Catriona MacColl : Rencontre avec l’actrice fétiche de Lucio Fulci !

À l’occasion de notre passage au Bloody Week-end, s’étant déroulé du 31 mai au 2 juin à Audincourt, nous avons rencontré Catriona MacColl, invité et jury de cette 10e édition du festival. Une belle opportunité dans l’optique de cette semaine consacrée entièrement à Lucio Fulci pour la ressortie en version restaurée de quatre titres phares de sa filmographie : Perversion Story, Le Venin de la Peur, La Longue Nuit de l’exorcisme et L’Emmurée Vivante.
Nous complétons cette semaine sur Close-Up Mag avec Selle d’Argent, mais surtout Frayeurs et L’Au-Delà, disponible en vidéo chez Artus Films, dont Catriona MacColl est le premier rôle féminin. Devenue au gré de la trilogie de l’Enfer une des actrices fétiches du réalisateur romain, qui de mieux pour nous en parler que l’actrice anglaise présente à l’affiche de La Maison près du Cimetière, autre fameux titre de Lucio Fulci. 
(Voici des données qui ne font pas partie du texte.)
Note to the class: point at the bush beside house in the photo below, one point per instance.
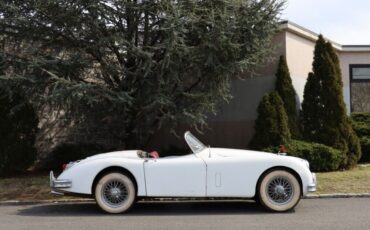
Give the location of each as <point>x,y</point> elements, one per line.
<point>329,141</point>
<point>324,116</point>
<point>272,123</point>
<point>361,125</point>
<point>322,158</point>
<point>284,87</point>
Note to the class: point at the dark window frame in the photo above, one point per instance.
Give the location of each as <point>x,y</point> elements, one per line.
<point>351,80</point>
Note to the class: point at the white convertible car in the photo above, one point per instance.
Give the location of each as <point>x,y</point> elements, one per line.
<point>117,179</point>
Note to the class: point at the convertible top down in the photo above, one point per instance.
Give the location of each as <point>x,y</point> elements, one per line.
<point>116,179</point>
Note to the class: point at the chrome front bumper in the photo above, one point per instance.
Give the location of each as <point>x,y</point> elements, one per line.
<point>312,187</point>
<point>56,184</point>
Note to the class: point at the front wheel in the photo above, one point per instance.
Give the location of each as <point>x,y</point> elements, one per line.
<point>115,193</point>
<point>279,191</point>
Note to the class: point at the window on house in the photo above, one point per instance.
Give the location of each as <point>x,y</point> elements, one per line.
<point>361,73</point>
<point>360,88</point>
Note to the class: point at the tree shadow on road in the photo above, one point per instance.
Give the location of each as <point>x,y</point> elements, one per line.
<point>148,209</point>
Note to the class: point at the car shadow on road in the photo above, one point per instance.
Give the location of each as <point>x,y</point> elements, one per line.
<point>148,209</point>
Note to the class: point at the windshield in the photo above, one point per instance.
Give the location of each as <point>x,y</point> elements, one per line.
<point>195,145</point>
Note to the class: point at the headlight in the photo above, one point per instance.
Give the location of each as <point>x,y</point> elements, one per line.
<point>307,163</point>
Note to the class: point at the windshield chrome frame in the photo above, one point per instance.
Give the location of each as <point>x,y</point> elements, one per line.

Quel sentiment vous procure ce retour au Bloody Week-end trois ans après votre dernière visite à Audincourt ?

Catriona MacColl : Cela me fait extrêmement plaisir de revenir ici. Je fais partie depuis quelques années de la famille du cinéma de genre et de voir cette ferveur autour du fantastique et de l’horreur me comble de joie. Je fais totalement partie de la famille Bloody Week-end aujourd’hui.
C’est fou de retrouver les habitués aux dédicaces après trois ans. J’ai une bonne mémoire des visages, donc là je revois beaucoup de personnes que j’apprécie beaucoup.

Première apparition de Catriona MacColl dans Frayeurs.

Quel a été votre premier contact avec Lucio Fulci ? Comment l’avez-vous rencontré ?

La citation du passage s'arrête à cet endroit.